Three years ago in the Denver Botanic Gardens I took this pic of this lovely path in one part of the garden, printed it out and have had it up on my pinboard on and off for ages, feeling I had ‘to do something’ about it.
Mosaic style pathway, Denver Botanic Gardens.
More recently I’ve discovered fabulous installation hangings by Christine Mauersperger whose simple stitch designs I’ve always loved, and buzzing around somewhere in the depths for several years has been some of the work by Olga de Amaral one of whose beautiful hangings stopped me in my tracks in the foyer of the Hotel Santa Clara, Cartagena, Colombia.
On the weekend I found some bits of metallic finished leather that were surplus to several pieces I made in the Tracks series. Well, I ‘found’ them when the biodegraded bag they were in fell to bits in my hands and they cascaded to the floor. In the Tracks quilts, leather pieces were laboriously hand stitched from behind to the base fabric, which was then quilted. It was hard on the hands and won’t do anything more that way. For some reason just then a lightbulb came on – leather snipped into bits and machined onto base fabric could make a mosaic-like surface. Heartened by a quick sample, I realised it would make a good 12″ square piece for the SAQA Auction – so here it is completed. Two layers of fabric were torn to size and bonded together with fusing web; then the machine applique using gold metallic thread was also in effect the quilting (through two layers of fabric) The leather pieces stopped at the rough edge – no binding or other finish was necessary or imho appropriate.

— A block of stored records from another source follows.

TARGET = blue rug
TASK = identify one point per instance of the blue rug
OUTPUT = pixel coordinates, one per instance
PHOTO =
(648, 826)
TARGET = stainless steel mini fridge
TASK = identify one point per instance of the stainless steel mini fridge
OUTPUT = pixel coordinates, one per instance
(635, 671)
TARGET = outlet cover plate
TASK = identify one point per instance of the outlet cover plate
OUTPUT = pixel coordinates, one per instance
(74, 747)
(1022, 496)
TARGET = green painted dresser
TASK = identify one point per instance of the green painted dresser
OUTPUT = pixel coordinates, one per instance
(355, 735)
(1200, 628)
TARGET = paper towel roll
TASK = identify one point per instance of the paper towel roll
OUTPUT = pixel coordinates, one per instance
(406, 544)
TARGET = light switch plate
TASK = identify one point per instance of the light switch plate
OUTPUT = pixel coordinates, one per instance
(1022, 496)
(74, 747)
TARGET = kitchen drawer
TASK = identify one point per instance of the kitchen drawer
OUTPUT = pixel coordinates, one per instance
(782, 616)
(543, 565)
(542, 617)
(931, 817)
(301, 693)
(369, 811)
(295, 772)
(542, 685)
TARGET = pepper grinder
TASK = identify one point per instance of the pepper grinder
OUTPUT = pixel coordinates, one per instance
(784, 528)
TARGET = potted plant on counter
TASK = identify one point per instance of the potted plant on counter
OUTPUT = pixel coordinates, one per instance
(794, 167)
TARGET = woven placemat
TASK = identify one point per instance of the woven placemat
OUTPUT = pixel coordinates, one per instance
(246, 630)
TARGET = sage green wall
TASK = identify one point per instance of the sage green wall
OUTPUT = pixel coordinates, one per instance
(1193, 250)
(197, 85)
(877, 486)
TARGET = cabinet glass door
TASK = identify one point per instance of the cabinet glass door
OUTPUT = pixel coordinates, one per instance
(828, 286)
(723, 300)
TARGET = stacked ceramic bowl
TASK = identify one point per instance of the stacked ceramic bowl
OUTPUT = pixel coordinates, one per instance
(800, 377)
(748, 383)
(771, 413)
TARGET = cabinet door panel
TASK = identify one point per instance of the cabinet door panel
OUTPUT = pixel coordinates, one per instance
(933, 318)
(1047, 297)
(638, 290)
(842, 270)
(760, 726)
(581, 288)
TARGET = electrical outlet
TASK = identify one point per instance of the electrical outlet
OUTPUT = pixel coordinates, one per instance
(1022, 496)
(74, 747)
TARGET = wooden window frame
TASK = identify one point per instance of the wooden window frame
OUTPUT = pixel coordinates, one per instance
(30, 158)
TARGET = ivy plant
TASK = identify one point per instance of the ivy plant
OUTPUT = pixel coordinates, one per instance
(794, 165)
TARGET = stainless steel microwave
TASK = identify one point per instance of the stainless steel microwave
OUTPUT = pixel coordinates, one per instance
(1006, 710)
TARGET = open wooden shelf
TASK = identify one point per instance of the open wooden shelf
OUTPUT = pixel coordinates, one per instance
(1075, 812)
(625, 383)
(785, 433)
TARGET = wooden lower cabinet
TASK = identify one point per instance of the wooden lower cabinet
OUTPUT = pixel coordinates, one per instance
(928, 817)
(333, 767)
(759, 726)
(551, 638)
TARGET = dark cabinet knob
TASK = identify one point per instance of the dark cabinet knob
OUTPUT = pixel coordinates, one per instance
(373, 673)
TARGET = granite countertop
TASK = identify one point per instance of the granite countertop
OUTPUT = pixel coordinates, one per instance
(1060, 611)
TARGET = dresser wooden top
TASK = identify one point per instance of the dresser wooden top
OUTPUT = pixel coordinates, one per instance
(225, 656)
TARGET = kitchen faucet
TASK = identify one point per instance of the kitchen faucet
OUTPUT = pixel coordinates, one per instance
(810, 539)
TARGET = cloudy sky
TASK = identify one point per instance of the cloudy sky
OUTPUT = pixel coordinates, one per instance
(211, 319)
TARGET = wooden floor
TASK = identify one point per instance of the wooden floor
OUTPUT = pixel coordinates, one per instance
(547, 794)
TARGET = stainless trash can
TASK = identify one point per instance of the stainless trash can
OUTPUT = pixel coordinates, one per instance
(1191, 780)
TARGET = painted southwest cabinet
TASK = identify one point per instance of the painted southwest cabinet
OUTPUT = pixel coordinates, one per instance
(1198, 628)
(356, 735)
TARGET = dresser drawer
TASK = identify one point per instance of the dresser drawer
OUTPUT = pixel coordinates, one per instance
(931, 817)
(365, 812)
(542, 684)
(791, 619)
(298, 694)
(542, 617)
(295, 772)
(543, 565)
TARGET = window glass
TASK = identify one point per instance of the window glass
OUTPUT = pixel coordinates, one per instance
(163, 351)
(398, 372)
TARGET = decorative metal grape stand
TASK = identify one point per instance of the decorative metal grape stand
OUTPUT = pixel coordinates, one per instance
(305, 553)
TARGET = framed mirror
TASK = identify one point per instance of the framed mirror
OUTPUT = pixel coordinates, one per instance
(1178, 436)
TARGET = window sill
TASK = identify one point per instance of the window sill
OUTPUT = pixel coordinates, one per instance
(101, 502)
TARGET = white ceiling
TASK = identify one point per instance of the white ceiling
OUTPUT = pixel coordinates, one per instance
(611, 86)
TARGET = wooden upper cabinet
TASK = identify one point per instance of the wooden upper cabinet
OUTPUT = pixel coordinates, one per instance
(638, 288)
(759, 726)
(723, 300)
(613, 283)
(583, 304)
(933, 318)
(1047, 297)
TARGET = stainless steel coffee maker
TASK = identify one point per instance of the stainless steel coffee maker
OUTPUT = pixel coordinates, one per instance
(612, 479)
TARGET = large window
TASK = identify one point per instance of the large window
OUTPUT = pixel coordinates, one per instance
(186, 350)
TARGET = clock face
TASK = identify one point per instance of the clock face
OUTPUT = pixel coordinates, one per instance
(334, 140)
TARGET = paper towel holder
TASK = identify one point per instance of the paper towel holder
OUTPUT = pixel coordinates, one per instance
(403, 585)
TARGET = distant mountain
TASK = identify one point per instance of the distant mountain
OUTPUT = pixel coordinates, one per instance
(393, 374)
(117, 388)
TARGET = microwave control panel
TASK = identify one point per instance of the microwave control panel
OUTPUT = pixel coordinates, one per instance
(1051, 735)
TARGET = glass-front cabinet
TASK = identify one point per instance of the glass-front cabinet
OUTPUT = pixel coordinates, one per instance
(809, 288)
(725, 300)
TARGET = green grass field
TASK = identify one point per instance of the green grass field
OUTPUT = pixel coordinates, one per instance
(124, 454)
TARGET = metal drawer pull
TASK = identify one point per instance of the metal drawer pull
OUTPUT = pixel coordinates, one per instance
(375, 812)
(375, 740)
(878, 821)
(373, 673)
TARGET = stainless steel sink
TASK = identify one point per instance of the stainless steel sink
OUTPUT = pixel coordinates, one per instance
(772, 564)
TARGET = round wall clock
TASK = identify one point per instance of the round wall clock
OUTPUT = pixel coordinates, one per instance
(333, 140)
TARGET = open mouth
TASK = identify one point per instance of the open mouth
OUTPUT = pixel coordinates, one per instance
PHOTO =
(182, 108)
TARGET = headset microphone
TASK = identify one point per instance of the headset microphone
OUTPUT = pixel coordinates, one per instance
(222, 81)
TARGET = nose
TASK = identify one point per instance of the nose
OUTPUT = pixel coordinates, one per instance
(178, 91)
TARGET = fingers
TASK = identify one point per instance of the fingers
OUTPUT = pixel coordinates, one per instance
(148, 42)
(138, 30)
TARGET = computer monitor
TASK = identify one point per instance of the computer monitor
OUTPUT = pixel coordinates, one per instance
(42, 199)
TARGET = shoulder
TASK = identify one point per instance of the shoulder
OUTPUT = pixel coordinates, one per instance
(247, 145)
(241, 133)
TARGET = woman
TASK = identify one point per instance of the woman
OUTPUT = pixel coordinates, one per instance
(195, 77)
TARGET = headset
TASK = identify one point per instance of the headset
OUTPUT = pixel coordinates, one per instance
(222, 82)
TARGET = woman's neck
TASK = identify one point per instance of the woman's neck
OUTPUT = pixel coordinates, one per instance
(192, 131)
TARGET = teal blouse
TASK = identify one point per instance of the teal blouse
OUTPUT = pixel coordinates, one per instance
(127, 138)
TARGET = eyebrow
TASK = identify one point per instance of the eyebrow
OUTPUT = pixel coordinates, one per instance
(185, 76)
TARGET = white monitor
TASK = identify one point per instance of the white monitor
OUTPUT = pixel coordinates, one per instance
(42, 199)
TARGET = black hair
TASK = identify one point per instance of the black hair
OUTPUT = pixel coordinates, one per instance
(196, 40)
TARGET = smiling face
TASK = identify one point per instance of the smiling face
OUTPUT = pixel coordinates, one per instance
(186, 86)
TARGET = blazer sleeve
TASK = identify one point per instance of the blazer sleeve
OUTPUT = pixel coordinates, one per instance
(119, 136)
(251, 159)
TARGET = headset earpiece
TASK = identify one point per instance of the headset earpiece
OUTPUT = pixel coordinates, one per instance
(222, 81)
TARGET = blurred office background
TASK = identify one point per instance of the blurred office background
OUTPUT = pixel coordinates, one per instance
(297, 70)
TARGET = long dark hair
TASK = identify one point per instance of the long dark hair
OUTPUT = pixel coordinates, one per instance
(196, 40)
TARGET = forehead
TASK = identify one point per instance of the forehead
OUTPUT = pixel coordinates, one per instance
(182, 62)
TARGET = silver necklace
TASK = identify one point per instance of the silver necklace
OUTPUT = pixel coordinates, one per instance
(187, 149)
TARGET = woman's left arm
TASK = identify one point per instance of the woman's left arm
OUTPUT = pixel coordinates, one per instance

12″ quilt for SAQA Online Auction September 2016. Full view left, detail right.
While working on that I had other ideas, and today fiddled a bit with slivers of mylar-backed ripstop nylon- left side of this pic –
Samples – mylar/nylon left, metallic leather right
I bought several metres of this mylar/nylon, about 150cm wide, @$2/m, in the cheapo fabric zone of Santiago de Chile, several years ago, mainly because I can’t resist glitter and would have bought gold, too, if they’d had it, and also I guess because it was a cheap challenge. The piece I have in mind will make a slight dent in it, and I could also use the mylar as a base fabric…goodness, I’ll have that stuff used up in no time!